Famed photographer Jonathan Mannion—a longtime FADER contributor—recently realized his lifelong dream of photographing dancehall superstar Shabba Ranks, who presently covers our Icon issue. Here, Mannion shares those photos and his memories as a lifetime Shabba fan.
Discovery is such a huge part of why I’ve always loved music, and back in 1991, my foundation was shaken by the discovery of dancehall. It was Supercat and Shabba Ranks that opened up that world to me. Back then, with no iTunes, I was left buying cassettes and CDs and believe me, I bought everything I could get my hands on in that category—singles, imports, etc. At that point in time, I was in school at Kenyon College and had a radio show—91.9 WKCO—and we got a ton of records in-house, limited edition cuts and remixes. I hope nobody from the station is reading this, but I still have all of those remixes in my personal collection, Tiefed, sorry, had to do it.
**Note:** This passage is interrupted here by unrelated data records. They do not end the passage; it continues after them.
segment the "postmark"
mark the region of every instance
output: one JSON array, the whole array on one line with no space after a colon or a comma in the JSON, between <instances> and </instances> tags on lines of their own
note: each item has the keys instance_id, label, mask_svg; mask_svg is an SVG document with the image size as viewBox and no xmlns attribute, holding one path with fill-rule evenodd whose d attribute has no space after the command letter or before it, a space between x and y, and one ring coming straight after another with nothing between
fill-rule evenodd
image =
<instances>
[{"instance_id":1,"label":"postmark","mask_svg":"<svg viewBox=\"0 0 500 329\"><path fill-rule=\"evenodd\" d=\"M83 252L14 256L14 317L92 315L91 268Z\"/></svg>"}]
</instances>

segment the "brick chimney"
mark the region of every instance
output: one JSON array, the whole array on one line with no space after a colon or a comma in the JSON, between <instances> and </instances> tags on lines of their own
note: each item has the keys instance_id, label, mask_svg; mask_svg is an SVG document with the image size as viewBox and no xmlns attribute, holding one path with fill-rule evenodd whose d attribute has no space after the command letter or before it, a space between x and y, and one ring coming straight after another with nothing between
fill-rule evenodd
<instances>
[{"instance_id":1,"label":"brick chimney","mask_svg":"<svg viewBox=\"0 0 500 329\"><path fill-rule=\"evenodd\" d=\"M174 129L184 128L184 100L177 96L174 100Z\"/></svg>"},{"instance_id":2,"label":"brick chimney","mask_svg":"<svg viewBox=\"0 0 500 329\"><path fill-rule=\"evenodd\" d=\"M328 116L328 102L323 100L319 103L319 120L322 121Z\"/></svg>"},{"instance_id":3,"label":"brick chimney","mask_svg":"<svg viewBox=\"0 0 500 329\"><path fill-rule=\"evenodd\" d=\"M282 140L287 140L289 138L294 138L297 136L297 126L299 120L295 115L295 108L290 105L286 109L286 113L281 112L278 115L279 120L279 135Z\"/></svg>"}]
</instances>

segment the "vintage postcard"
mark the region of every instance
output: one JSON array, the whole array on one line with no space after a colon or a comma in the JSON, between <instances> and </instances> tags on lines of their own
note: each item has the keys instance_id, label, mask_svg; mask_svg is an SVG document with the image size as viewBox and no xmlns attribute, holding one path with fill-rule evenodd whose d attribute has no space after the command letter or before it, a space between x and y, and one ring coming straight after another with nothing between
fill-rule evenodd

I became a true fan of Shabba Ranks’ delivery, prowess on the mic, basslines, and I was intrigued by the slang. Some lyrics took a minute for me to decipher, but once I caught hold, it was on. I felt like I had cracked the code. My search for the best reggae and dancehall tunes still continues today. My library is tight, but there is always an exclusive floating around that I’m trying to get my hands on. I’m definitely a huge supporter of the movement. My mind always goes to a good place when I hear it. For me it’s freedom.
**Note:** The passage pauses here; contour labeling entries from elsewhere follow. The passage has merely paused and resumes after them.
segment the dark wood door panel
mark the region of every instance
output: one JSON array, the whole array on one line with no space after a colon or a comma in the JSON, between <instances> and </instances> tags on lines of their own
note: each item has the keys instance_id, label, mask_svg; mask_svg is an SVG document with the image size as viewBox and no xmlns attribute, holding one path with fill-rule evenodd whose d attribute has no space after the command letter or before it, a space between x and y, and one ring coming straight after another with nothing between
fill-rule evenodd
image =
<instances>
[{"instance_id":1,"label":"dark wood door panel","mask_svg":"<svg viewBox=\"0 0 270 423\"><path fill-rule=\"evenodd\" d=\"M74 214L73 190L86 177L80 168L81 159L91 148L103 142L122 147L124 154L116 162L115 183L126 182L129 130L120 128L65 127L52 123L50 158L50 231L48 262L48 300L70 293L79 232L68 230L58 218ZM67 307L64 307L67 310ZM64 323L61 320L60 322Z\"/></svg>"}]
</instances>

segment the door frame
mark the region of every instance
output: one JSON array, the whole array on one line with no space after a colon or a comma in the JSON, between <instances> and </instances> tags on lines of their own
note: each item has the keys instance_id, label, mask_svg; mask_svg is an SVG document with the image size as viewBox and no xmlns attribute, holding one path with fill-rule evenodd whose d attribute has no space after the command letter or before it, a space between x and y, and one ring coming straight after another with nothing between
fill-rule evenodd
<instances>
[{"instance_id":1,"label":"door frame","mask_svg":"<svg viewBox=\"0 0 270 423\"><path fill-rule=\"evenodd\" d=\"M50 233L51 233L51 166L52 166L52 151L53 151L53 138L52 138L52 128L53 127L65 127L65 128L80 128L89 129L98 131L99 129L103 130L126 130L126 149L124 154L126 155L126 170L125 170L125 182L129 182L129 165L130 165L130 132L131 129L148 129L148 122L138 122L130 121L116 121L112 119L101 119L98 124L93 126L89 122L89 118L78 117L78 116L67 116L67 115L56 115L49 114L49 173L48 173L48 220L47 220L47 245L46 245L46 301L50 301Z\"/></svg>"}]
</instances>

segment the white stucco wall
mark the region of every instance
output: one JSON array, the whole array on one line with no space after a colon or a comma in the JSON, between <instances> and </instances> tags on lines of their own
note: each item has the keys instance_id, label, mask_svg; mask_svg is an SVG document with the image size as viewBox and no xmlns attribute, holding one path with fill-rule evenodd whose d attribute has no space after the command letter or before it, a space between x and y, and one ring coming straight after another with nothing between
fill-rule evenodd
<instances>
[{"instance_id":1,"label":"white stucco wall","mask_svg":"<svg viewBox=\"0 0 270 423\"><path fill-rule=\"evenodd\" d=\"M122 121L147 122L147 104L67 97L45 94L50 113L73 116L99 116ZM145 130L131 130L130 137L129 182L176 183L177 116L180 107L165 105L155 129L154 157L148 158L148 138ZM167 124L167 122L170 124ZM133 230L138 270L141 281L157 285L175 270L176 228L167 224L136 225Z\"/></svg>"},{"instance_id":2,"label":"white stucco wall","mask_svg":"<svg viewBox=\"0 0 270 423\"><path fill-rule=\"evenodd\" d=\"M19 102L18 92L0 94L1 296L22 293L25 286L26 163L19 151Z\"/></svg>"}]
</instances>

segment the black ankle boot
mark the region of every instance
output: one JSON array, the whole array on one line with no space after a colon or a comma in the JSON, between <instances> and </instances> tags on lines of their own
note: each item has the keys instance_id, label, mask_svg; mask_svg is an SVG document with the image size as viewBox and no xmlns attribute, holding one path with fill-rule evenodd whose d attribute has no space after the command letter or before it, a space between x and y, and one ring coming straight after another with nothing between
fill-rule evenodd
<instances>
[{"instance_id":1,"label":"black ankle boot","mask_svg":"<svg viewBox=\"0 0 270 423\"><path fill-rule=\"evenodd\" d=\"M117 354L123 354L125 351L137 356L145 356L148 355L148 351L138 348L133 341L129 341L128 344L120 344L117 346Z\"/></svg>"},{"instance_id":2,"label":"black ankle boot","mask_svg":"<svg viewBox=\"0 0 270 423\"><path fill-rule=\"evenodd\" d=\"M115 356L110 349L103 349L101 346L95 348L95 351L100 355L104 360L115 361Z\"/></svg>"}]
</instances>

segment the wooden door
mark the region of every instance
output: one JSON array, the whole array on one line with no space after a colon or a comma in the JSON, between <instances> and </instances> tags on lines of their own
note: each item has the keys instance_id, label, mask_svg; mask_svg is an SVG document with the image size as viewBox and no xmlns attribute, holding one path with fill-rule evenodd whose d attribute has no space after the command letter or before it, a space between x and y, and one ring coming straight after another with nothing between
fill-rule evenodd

Since 1997 I have been traveling to Kingston, Jamaica, working on album covers and magazine articles, shooting artists like Beenie Man, Buju Banton, Shaggy, Capleton, Luciano, Sly Dunbar, Kiddus I, Jah Cure (for the FADER #49, Oct/Nov 2007), The Mystic Revelation of Rastafari and many others. It is one of my favorite places on earth—real, honest, gritty but beautiful.
Speaking of Shabba: I had the privilege of working for the photographer, Michael Halsband, who shot the black and white cover for FADER #67, the Icon issue. I had just finished working for Richard Avedon, and picked up a few days of work with Michael. I wasn’t on the Shabba shoot—it was obviously completed before my time—but I worked with him on some major artists’ album packages. Michael’s energy was incredible on-set, down and dirty. He’d shoot 14 different kinds of film in various formats and set-ups in order to get real diversity of imagery. That particular cover image was shot on an 8×10 camera, and the detail of the shot is unbelievable up close. I’m extremely grateful for all that I learned about the process of shooting from Michael.
A few months ago, I expressed an interest in buying one of the prints from Michael’s legendary cover for Shabba’s X-Tra Naked. He said, “come over and look through the shoot,” and the next day I rolled over to his studio and went through every photograph from that day. It was truly a gift to relive the time he spent with Shabba and to get the behind-the-scene stories from the shoot. I mentioned that Shabba was one of the people I’d love to photograph, but that I’d never had a chance. Michael said, “one day soon you will…” and he was right. About a month later, my day came while shooting the legendary Buju Banton at Madison Square Garden. Shabba came out on stage, did a few songs and sent the crowd into a frenzy. It was the first time he had performed in a long time, and he left it all on stage, dropped the microphone and walked off.